THE five minute EMOTIONAL INTELLIGENCE (EI) NEWSLETTER - by
Because of the masses of information we are subject to each day, I have
purposely kept this newsletter brief. However, if you remain a regular
subscriber, this is a good way to increase your emotional intelligence little by
little, day by day. Each issue will have an action step or exercise designed to
increase your EI. This is my gift to you. Enjoy.
1. Four Week Series - Jumpstart Your Emotional Intelligence
- $99 US - Four Mondays beginning Oct 4 - delivered by phone - 8 to 9
pm - Register at www.johannavanderpol.com
Do emotions get the better of you? Did you know that emotions that are
suppressed cause chronic illnesses? Do you feel like your emotions can be a
rollercoaster. Then take this series. It is an introduction to the positive
power and true meaning of emotion. You will take away some practical steps to
start you on the journey to making emotions work for you instead of against
A teleclass is a class conducted by phone. All participants dial a specific
phone number given to them and can all hear each other. It is a long-distance
call at your normal long-distance rates. A virtual classroom!
2. I currently have four spots left for coaching clients.
Coaching creates a program specially for you and keeps you on track in
spite of obstacles. If you might be interested in hiring a coach, call me for a
20 minute complimentary session. I can be contacted at email@example.com
1-705-876-0962. See my website at www.johannavanderpol.com
information on coaching.
ISSUE THREE, SEPTEMBER, 2004
1. Building Emotional Resilience - a personal story
2. Did you know? From the research
4. Action step for you
1. Building Emotional Resilience
Being able to tolerate the
pain of an emotion and letting it take its natural course is known as "emotional
muscle." Building emotional muscle is much like going to the gym. It takes
practice. But, when we do this, we build our ability to face the emotions that
difficult situations bring. We don't shy away from intimate emotional
experiences with other people. And we leave ourselves open to experiencing a
Grief is a good example of
an extremely uncomfortable emotion. When we have lost someone or something dear
to us, grief builds up. We can feel it in our bodies. It builds like the waves
of the ocean. We can distract ourselves by getting busy or we can be present to
it, take deep breaths, breath through it, remind ourselves this too shall pass
and cry if that is what the body says it needs to do until the grief subsides.

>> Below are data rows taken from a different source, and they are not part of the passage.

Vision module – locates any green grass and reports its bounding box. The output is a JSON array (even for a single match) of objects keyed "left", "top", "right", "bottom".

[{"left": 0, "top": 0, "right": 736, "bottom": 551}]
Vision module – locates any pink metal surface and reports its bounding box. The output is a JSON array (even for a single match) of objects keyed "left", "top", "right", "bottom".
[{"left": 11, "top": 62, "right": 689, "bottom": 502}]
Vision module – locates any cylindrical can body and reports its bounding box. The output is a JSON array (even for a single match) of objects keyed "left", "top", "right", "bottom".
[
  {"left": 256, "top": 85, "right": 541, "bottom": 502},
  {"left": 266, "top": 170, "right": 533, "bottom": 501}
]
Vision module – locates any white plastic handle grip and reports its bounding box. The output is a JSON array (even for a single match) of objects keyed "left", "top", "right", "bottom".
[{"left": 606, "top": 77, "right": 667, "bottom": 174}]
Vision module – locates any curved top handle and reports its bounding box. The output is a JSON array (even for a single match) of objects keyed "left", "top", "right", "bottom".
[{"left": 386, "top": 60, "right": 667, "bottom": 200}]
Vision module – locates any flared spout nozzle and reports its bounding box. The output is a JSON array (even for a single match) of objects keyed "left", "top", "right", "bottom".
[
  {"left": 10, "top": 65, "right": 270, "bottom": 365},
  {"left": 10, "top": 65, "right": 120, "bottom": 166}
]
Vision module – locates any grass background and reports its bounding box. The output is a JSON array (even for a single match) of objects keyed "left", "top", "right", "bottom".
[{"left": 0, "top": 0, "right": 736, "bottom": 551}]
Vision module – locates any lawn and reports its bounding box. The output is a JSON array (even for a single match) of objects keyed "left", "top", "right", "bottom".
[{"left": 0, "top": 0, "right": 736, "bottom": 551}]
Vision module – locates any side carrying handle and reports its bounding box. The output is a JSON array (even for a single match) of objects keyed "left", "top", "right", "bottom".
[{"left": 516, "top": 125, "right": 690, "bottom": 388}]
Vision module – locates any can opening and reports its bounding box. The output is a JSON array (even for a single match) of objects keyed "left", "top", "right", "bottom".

And subside it will. It doesn't feel like it will go away but it does subside -
in less than twenty minutes. It will come again but it will become less intense
and less frequent over time.
I am very familiar with
grief. In 1989 my seven-year-old son was hit by a car and died. The intensity of
emotion in this situation felt too large to bear. My body somehow knew how to
move through it in smaller segments. I now appreciate the wisdom of the body. I
had many, many moments of intense grief that felt as if my chest was going to
split apart. I learned to stay with the emotion, to breathe through it and to
wait. If I proceeded in this way, the storm of emotional waves would wash over
me and would subside. I learned to stay with these moments instead of trying to
suppress or evade them. In this manner, the feelings of grief washed over me
again and again to completion. They did not get stuck in my body and they were
not permanent. I did not fall off a metaphorical cliff although I felt like I
would. I did survive.
I gave myself permission
to have all of my feelings. Eventually they became less intense and less
frequent. I gradually went on with my life. This event, more than any other in
my life, taught me that emotions will not consume me if I let them take their
natural course of events. I learned to build "emotional muscle", the ability to
tolerate emotional discomfort of one of the most intense kinds. I do not see
myself as a superhero. In fact, I have always felt I was a bit on the weak side,
not a tough person. I believe that anyone has the capacity to do this if they
choose to. The trick is to realize that it will pass and you will survive.
-- excerpt from ebook
Honouring Your Emotions: Why It Matters by Johanna Vanderpol
2. Did you know? From the research
...And when we focus on emotions,
it suddenly becomes very interesting that the parts of the brain where peptides
and receptors are richest are also the parts of the brain that have been
implicated in the expression of emotion. I don't remember whether it was Michael
or I who said the words first, but both of us had the gut feeling that we were
right: "Maybe these peptides and their receptors are the biochemical basis
of emotion." Finally, we were looking at the implications of the fact that the
limbic system had the densest concentration of these receptors.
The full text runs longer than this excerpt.